Even though whole books could be written on this subject, I am going to try and break it down into one blog.
The very first thing you have to know is where you are going to keep your heifer. Some basic requirements are; shelter to keep them out of bad weather and provide shade in the heat of the summer, pens to allow your heifer to move around and has adequate drainage to keep them animal from having to stand in mud all day long, and clean water. It is also good to have a place where you can wash your animal. The point of washing is to get them clean, so washing in a mudhole every day is counter-productive.
There are numerous options for feed for you heifer, and they can vary greatly in price and quality. The two most important requirements when selecting a feed is that it meets all the nutritional requirements, and that it can be easily obtained so you can keep a fresh batch on hand at all times. Some great sources for input on which feed to use include your 4-H or FFA leader, your breeder that you are purchasing the heifer from, or your local feed store. Don’t get wrapped up in all the different feed additives out there. If you have a good, consistent, complete feed, from my experience, you will not need these additives. You will also need a source of good quality hay to feed with your grain.

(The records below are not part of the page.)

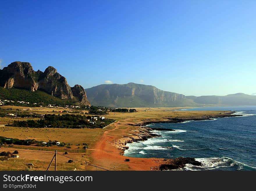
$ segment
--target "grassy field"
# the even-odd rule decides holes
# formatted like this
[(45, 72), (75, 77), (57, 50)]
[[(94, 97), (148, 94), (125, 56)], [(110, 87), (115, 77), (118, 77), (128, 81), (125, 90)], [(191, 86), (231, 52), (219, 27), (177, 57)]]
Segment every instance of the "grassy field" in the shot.
[[(24, 112), (37, 114), (45, 114), (55, 113), (62, 115), (59, 111), (63, 110), (63, 108), (30, 108), (27, 107), (16, 106), (6, 106), (1, 107), (3, 109), (11, 109), (13, 111), (17, 110)], [(49, 147), (38, 147), (33, 146), (20, 146), (14, 145), (13, 147), (2, 147), (0, 148), (0, 152), (3, 151), (8, 151), (12, 150), (12, 152), (15, 150), (19, 151), (20, 158), (10, 158), (8, 160), (1, 161), (0, 160), (0, 170), (44, 170), (47, 169), (49, 164), (54, 154), (54, 151), (56, 149), (61, 155), (57, 155), (57, 169), (60, 170), (95, 170), (97, 169), (94, 167), (86, 165), (83, 162), (93, 162), (97, 163), (99, 161), (92, 158), (91, 152), (97, 151), (94, 149), (97, 148), (96, 145), (97, 143), (100, 142), (104, 132), (113, 129), (113, 131), (109, 131), (108, 137), (105, 138), (106, 145), (109, 148), (113, 147), (111, 141), (116, 141), (118, 139), (122, 137), (122, 135), (127, 133), (131, 130), (135, 129), (136, 126), (127, 125), (128, 123), (134, 123), (136, 121), (145, 119), (151, 120), (162, 120), (168, 118), (187, 117), (189, 116), (200, 116), (202, 115), (213, 115), (217, 114), (219, 111), (174, 111), (177, 108), (135, 108), (137, 112), (134, 113), (117, 113), (109, 112), (106, 116), (106, 118), (116, 119), (118, 122), (118, 128), (116, 128), (116, 124), (110, 125), (104, 129), (96, 128), (71, 129), (63, 128), (35, 128), (15, 127), (6, 125), (1, 125), (1, 124), (11, 124), (14, 120), (26, 120), (28, 119), (35, 119), (31, 118), (15, 118), (7, 117), (0, 117), (0, 135), (8, 138), (16, 138), (19, 139), (26, 140), (34, 139), (39, 141), (47, 142), (49, 140), (57, 140), (60, 142), (64, 142), (71, 144), (71, 148), (68, 149), (65, 147), (59, 147), (54, 146)], [(54, 110), (56, 112), (53, 112)], [(72, 112), (73, 110), (68, 109)], [(11, 113), (11, 110), (10, 110)], [(86, 110), (81, 111), (81, 112), (87, 112)], [(88, 114), (85, 115), (88, 115)], [(125, 134), (124, 134), (125, 133)], [(109, 139), (108, 140), (108, 139)], [(85, 153), (83, 151), (83, 143), (88, 144), (88, 149)], [(104, 143), (105, 144), (105, 143)], [(8, 146), (7, 146), (8, 147)], [(65, 149), (67, 150), (65, 150)], [(120, 152), (120, 151), (113, 150), (115, 152)], [(82, 150), (81, 151), (81, 150)], [(111, 149), (109, 150), (112, 151)], [(64, 151), (67, 151), (68, 155), (65, 155), (72, 158), (78, 160), (79, 161), (74, 160), (72, 163), (67, 163), (70, 159), (63, 155)], [(98, 151), (99, 152), (100, 151)], [(111, 154), (112, 151), (107, 151), (107, 154)], [(0, 157), (0, 158), (2, 157)], [(104, 163), (104, 158), (100, 162), (100, 164), (105, 164), (107, 166), (107, 163)], [(0, 158), (1, 159), (1, 158)], [(26, 163), (31, 163), (34, 166), (32, 168), (28, 168)], [(122, 170), (127, 170), (129, 167), (125, 164), (122, 163), (119, 164), (119, 168), (122, 167)], [(111, 163), (111, 166), (115, 167), (116, 165), (114, 163)], [(98, 164), (99, 165), (100, 164)], [(51, 167), (50, 170), (53, 169)]]

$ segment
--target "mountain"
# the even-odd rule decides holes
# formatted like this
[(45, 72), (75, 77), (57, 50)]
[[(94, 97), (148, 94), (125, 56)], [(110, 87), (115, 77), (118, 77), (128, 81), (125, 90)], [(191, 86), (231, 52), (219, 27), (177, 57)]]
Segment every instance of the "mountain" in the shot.
[(85, 90), (92, 105), (112, 107), (256, 105), (256, 96), (242, 93), (186, 96), (134, 83), (102, 84)]
[(35, 72), (29, 63), (13, 62), (0, 69), (0, 86), (32, 92), (41, 90), (61, 99), (77, 99), (81, 104), (90, 105), (83, 87), (79, 85), (71, 87), (66, 78), (52, 66), (44, 72)]
[(85, 90), (88, 99), (95, 106), (132, 107), (199, 105), (190, 103), (191, 101), (184, 95), (164, 91), (152, 85), (134, 83), (102, 84)]

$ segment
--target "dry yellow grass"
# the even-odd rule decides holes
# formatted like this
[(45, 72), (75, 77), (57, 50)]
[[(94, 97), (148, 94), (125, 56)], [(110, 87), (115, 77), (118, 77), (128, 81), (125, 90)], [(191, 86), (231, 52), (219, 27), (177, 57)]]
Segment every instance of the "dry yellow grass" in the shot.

Again, whole books can be written on this topic alone. The key items you need though are a rope halter, a solid fence with no sharp objects like nails sticking out, and an alley or small pen that you can easily put the halter on the animal. When halter breaking, staying calm and having patience will be your best tool.
The cost of cattle equipment, and especially show equipment can be very eye-opening to a new owner. Here are the basic musts to owning a heifer. Owning, or easy access to a truck and trailer. You never know when you might need to take your animal to the vet. A squeeze and/or blocking chute for your daily activities with your animal, and the occasional treatment of sickness. Combs, halter, and showstick for preparing your animal to show. A livestock fan and livestock blower are not a must, but will be well worth the investment if you plan on washing your heifer regularly and would like to keep some of that fluffy hair that you originally fell in love with.
This is the most overlooked part of owning a heifer. Unless you are planning on showing a market heifer, you will need to have a plan on how you will get your heifer bred. Producing baby calves is the whole purpose of a breeding heifer. First you need to decide if you are going to use the natural service of a bull, or you are going to have her artificially inseminated. Also, no matter how you breed your heifer, you MUST choose a sire that is proven to have safe birth weights for heifers.
Long Term Plan
The next part of buying a heifer that most new buyes to not consider is what are you going to do with your heifer after you are all done showing her. Basically the two options are to sell the heifer or keep her for a cow. Selling a heifer is not nearly as easy as buying a heifer because you have already used up the one use that a lot of buyers are looking for-being able to show it. Keeping a heifer is not that easy either if you do not have readily available pasture and facilities that can be used if calving difficulties occur.
Proper planning and realistic expectations can make the purchase of a heifer an enjoyable experience.